Megan Yee, Omar Juma MD, Jane Mcharo MD, Gasper Mmbaga MD, Karolyn Wanat MD
Medical College of Wisconsin
Ifakara Health Institute, Tanzania
Bagamoyo District Hospital, Tanazania
Tanzania exhibits a critical shortage in healthcare workers, especially dermatologists. Teledermatology has been shown to increase access to care. A pilot study determined a need for dermatologic care and identified physician collaborators at Bagamoyo District Hospital. Study aims are to 1) evaluate the feasibility of a secure teledermatology platform in providing consult services and 2) assess provider and patient acceptability and comfortability with teledermatology platform. Using a store-and-forward method, images are uploaded onto a secure site with the physician’s initial diagnosis. Images are reviewed by our study’s dermatologist and given a diagnosis. Any provider or patient who utilizes the teledermatology platform is eligible to participate. Baseline surveys assess provider comfort with managing dermatologic issues using teledermatology and baseline teledermatology knowledge. Patient surveys assess barriers to dermatologic care, knowledge of teledermatology, comfort with service, and satisfaction with the process. Data is analyzed using REDCap. This study is ongoing, but preliminary results show that none of the providers have had prior teledermatology training, a majority are somewhat comfortable using teledermatology to diagnose and treat skin conditions, and all think it will be easy to incorporate teledermatology into clinic.
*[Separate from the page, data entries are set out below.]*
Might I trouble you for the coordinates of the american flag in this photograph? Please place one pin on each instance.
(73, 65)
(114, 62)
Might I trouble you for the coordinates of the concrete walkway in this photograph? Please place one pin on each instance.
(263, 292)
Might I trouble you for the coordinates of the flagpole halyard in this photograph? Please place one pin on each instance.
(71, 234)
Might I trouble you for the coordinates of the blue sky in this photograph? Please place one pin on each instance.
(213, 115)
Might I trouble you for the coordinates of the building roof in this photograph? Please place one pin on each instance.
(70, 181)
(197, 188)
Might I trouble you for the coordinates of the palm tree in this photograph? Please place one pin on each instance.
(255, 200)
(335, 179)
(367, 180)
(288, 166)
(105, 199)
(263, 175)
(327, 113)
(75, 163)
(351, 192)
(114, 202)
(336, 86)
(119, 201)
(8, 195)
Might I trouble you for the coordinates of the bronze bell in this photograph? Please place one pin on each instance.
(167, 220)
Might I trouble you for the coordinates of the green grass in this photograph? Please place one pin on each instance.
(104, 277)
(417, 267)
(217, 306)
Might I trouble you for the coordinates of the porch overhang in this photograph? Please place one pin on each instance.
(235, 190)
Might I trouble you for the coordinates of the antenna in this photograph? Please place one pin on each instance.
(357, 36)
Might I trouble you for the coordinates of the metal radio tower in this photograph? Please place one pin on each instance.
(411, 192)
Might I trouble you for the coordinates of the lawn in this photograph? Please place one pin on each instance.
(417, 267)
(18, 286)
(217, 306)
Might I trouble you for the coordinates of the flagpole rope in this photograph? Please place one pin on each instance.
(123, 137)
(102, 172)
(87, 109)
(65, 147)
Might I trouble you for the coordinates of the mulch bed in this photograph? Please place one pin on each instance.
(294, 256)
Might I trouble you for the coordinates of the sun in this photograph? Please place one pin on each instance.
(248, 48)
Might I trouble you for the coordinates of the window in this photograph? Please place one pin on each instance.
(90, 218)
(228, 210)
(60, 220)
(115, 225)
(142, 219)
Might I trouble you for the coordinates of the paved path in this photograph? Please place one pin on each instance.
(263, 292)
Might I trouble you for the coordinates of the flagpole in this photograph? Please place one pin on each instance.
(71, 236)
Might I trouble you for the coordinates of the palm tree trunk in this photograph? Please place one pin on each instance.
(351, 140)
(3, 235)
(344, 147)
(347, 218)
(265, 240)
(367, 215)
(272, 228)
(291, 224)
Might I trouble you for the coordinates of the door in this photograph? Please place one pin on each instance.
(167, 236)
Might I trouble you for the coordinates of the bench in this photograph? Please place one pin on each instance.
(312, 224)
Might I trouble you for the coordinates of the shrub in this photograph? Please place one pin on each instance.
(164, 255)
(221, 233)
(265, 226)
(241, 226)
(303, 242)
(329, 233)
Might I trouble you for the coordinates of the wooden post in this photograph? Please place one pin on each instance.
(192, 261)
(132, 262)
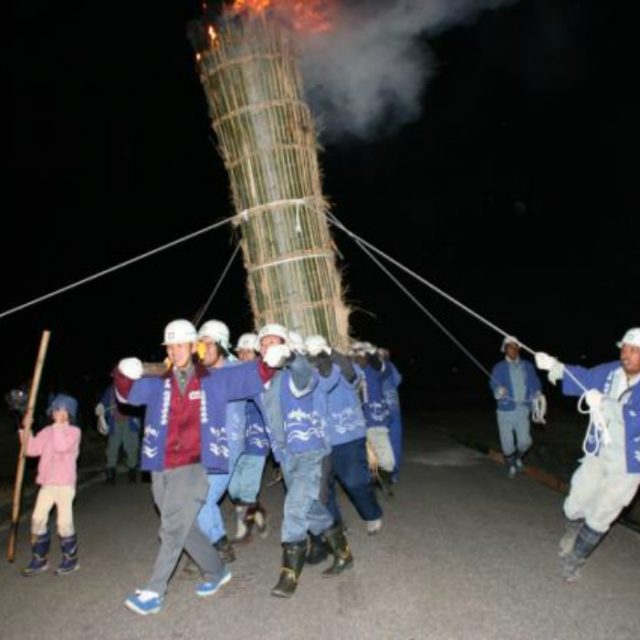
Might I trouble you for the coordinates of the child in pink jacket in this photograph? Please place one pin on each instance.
(57, 446)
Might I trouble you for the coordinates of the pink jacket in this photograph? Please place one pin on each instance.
(58, 447)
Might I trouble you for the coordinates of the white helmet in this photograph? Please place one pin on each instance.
(632, 337)
(217, 331)
(273, 329)
(509, 340)
(316, 345)
(362, 348)
(180, 332)
(296, 342)
(247, 342)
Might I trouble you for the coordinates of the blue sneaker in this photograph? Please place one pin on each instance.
(209, 588)
(144, 602)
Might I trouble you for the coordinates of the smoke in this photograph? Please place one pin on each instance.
(366, 76)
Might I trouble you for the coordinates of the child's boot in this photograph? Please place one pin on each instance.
(69, 548)
(40, 550)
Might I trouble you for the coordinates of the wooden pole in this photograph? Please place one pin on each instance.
(27, 422)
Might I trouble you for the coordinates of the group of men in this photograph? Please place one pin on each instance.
(608, 475)
(211, 420)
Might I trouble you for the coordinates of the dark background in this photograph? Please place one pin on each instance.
(512, 193)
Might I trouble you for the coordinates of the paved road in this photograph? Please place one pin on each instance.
(465, 553)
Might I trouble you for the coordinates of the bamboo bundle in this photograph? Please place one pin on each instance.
(267, 140)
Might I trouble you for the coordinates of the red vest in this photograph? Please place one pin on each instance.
(183, 430)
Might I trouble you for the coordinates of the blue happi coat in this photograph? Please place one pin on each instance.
(256, 440)
(295, 406)
(110, 404)
(601, 378)
(235, 418)
(500, 377)
(345, 419)
(374, 405)
(217, 388)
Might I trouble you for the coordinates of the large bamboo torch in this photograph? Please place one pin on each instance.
(266, 134)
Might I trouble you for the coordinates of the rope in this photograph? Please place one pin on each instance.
(425, 311)
(597, 433)
(539, 409)
(126, 263)
(332, 218)
(204, 308)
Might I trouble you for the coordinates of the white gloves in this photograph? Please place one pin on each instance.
(500, 392)
(548, 363)
(316, 345)
(276, 355)
(544, 361)
(131, 367)
(103, 427)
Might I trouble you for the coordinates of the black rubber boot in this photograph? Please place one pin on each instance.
(342, 556)
(586, 541)
(225, 550)
(259, 517)
(69, 548)
(244, 523)
(292, 562)
(318, 549)
(111, 475)
(40, 545)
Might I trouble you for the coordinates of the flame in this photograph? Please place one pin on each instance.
(303, 15)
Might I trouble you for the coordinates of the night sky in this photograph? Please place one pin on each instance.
(512, 192)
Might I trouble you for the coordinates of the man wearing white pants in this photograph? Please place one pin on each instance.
(515, 387)
(609, 474)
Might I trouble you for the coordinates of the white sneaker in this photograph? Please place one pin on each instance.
(374, 526)
(144, 602)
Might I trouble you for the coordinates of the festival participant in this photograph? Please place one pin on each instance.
(609, 474)
(57, 446)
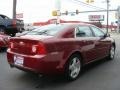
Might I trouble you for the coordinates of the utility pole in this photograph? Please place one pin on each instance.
(107, 14)
(14, 9)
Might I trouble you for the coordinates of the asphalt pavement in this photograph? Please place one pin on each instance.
(102, 75)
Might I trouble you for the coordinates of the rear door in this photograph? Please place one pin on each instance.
(102, 44)
(85, 37)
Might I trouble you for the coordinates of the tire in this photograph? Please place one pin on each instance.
(111, 53)
(73, 67)
(13, 34)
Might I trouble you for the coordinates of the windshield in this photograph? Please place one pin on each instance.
(47, 30)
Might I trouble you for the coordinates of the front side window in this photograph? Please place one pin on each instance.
(83, 31)
(98, 32)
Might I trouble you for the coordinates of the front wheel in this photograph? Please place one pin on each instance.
(73, 67)
(111, 53)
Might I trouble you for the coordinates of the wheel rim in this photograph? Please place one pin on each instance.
(74, 67)
(112, 52)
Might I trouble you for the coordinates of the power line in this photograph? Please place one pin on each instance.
(88, 5)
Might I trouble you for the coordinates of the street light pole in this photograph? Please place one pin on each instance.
(107, 15)
(14, 9)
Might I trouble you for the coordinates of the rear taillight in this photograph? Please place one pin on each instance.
(34, 48)
(41, 49)
(11, 45)
(14, 23)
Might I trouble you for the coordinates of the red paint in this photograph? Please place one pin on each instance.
(51, 53)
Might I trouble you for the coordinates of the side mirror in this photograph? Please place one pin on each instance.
(107, 35)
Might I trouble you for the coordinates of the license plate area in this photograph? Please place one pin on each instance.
(18, 60)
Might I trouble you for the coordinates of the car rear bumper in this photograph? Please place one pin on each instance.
(3, 44)
(38, 63)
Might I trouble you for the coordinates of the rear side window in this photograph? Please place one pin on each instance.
(83, 31)
(98, 32)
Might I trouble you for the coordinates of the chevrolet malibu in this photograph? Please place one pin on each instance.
(4, 39)
(60, 49)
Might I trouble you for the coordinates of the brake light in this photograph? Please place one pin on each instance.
(34, 48)
(11, 45)
(14, 23)
(41, 49)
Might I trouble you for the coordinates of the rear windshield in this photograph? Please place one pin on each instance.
(50, 30)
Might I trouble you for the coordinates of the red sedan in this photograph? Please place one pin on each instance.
(4, 39)
(60, 49)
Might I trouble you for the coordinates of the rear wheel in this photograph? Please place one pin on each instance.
(2, 30)
(73, 67)
(111, 53)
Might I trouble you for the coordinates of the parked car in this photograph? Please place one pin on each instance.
(11, 26)
(60, 49)
(4, 40)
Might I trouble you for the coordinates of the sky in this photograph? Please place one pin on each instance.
(41, 9)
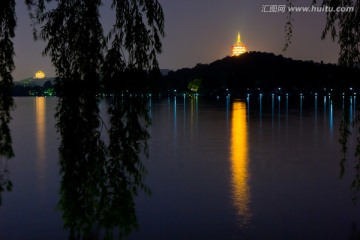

Patient surveys show that all feel comfortable having their skin concerns diagnosed and treated via telemedicine and believe they will receive the same quality of care as a face-to-face interaction; however, a majority are uncomfortable with pictures being taken of face and/or genitals. With these study results, we will have insight on how to best use telemedicine to increase global access to dermatologic care.